Domingo da Cruz e os topasses de Chatigão
A comitiva eclesiástica de François Laynez viu-se obrigada a uma detença de alguns meses travada pelas exigências da comunidade cristã local e a ocorrência das chuvas da época. Nada que molestasse os seus componentes, pois os alimentos dali eram de excelência, o ar puro e a água da melhor qualidade. Salienta o padre Barbier (o cronista do prelado) ser o Português o idioma de uso comum, embora os nativos, “a maioria dos quais escravos”, tivessem dificuldade em aprendê-lo. Cerimónia peculiar a do Domingo da Cruz, meticulosamente seguida pela comunidade portuguesa, que num dos Domingos da Quaresma, aleatoriamente escolhido, partia em procissão liderada pela imagem do Salvador, carregando o lenho pelas ruas do bairro previamente assinaladas com cordame. Recebiam-na os fiéis com cantos lúgubres e penitentes, sobretudo no momento da passagem de Verónica, “a santa favorita dos portugueses”, exibindo o seu santo sudário.

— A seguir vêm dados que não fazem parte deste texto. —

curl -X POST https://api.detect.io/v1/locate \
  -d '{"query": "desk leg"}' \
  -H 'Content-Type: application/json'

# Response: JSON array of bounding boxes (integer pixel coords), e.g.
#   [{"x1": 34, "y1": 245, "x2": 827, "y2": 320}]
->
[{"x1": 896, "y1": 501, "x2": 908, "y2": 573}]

Lamenta o francês não ter sido Chatigão a escolhida, em vez de Hugli, como a sede dos europeus residentes em Bengala. Ademais, aponta como vantagens “a segurança da ancoragem dos navios, a abundância de provisões e mil e uma outras comodidades”, factores que tornavam bastante apetecível o local. Ressalva, no entanto, o facto dos senhores muçulmanos sempre se oporem a que cristãos ocupassem tão estratégico lugar; convinha-lhes, como é óbvio, mantê-los no interior do País. E quando alguém, por motivo de força maior, se via obrigado a dar à costa, “como aconteceu, aquando da minha estada, com um navio inglês e um outro arménio, incapacitados de velejar até Balasore e, por isso, forçados a arribar a Chatigão”, acabava molestado e fortemente taxado: “após ver devorados grande parte dos seus bens” era obrigado a abandonar a carga restante e até o navio, para assim poder salvar a própria pele.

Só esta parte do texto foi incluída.